Setting and working towards goals is a good thing, right? Well, the answer to that may be yes and no. When goals are carefully crafted with an understanding of goal setting principles, in an effective framework, with the appropriate leadership and management support and resources, they can be highly motivating, providing purpose and direction, yielding amazing results. But, there are also perils for the naïve or unwary so it’s very important to be alert to where goals can go wrong and well as how they lead to their intended results.
Goals that are very aggressive can put enormous pressure on individual employees and may produce unintended consequences including unethical behavior. When an organization has very challenging goals but lacks a clear framework for how the goals are to be accomplished, employees may interpret this as tacit approval for achieving the goals by any means necessary, including behavior that is unethical, putting the individual and the organization at risk.
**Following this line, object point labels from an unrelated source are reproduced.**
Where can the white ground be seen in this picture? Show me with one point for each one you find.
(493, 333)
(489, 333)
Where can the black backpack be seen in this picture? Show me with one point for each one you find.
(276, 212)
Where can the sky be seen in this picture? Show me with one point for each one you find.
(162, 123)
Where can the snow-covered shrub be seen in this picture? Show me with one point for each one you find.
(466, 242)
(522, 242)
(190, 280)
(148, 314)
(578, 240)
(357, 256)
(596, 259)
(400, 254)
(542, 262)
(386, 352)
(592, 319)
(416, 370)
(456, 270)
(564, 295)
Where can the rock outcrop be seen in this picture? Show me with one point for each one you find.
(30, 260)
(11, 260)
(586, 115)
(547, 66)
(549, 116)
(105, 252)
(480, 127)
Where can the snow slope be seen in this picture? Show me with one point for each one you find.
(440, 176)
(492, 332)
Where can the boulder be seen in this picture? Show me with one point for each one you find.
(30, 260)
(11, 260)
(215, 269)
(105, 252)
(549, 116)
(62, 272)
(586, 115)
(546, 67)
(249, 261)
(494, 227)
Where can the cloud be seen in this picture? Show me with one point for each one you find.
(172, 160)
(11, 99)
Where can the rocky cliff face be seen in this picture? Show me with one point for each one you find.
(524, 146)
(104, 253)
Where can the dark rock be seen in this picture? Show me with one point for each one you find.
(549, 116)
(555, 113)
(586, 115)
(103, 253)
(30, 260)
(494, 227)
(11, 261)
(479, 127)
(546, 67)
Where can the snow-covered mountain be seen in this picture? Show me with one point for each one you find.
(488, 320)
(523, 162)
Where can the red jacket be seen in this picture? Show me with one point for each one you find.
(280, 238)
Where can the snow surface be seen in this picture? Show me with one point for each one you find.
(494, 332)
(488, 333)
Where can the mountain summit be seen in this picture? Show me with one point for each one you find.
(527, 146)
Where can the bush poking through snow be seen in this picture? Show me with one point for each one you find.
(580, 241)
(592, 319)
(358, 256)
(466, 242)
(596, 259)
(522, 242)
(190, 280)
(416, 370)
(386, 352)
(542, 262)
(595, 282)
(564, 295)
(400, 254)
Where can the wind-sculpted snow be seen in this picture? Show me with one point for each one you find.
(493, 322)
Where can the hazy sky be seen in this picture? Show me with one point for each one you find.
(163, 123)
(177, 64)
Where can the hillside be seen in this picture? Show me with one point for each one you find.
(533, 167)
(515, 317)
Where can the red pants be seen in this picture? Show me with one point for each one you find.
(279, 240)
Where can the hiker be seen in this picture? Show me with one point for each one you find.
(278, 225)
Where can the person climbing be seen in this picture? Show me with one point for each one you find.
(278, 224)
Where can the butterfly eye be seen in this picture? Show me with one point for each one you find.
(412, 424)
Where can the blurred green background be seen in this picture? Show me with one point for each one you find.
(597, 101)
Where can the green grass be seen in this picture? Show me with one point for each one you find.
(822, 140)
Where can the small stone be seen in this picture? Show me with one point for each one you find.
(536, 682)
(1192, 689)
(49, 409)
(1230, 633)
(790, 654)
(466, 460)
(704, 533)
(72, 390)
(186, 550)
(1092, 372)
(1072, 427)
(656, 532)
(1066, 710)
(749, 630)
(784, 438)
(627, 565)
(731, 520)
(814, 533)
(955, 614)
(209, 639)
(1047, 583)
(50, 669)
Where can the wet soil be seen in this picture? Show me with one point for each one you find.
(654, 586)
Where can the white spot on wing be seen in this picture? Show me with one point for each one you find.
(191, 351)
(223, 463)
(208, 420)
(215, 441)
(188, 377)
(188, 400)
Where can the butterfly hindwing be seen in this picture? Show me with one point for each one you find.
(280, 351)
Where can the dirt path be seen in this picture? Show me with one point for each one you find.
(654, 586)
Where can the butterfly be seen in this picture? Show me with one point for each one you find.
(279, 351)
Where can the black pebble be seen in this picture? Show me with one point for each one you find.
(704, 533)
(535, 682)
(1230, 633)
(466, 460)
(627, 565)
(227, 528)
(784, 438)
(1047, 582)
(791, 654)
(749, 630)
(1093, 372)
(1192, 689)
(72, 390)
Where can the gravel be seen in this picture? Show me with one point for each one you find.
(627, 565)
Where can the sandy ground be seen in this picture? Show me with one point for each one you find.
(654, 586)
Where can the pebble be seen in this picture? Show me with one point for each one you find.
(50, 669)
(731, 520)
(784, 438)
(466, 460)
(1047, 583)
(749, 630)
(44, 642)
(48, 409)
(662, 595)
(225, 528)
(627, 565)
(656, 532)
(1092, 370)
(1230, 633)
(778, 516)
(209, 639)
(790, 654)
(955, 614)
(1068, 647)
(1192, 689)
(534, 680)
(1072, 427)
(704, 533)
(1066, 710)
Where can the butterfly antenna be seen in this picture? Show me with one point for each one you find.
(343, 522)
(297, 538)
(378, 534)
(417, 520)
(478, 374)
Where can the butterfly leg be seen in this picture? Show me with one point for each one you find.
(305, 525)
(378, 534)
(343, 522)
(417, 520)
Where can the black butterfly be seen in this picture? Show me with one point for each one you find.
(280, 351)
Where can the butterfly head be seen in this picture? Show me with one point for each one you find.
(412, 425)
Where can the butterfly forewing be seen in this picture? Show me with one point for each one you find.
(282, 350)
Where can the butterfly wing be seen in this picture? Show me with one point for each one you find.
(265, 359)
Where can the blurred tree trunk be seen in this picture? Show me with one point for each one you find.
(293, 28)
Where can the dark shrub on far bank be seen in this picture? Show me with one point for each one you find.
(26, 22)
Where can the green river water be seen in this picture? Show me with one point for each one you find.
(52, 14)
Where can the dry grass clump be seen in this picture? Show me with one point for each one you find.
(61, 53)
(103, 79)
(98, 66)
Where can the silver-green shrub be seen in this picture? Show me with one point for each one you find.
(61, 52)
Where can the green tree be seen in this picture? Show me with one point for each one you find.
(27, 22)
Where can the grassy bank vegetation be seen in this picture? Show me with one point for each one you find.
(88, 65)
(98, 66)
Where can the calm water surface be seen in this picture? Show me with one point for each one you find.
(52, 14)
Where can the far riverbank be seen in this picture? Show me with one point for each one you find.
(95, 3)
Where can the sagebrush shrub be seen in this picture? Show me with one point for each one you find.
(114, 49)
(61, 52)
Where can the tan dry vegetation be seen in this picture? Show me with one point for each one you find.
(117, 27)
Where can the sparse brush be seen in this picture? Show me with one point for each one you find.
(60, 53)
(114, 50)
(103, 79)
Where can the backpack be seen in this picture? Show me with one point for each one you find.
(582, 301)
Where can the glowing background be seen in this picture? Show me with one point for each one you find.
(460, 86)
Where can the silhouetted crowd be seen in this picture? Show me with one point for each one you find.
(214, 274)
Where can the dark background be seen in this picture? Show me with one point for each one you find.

Establishing goals without a careful evaluation of the possible consequences may produce some surprises. For example, when goals are activity driven, usually because activities are easily measured, and there isn’t a clear causal relationship from the activities to the intended results, the surprise is that employees can meet the activity goals and still not produce the intended results. Sometimes, poorly crafted goals produce the opposite of the intended effect and serve to demotivate employees rather than motivating them. This might be found when some elements necessary to achieve the goals are outside of the employee’s control, the employee lacks the necessary skills, or doesn’t have access to the resources required for successful achievement of their goals.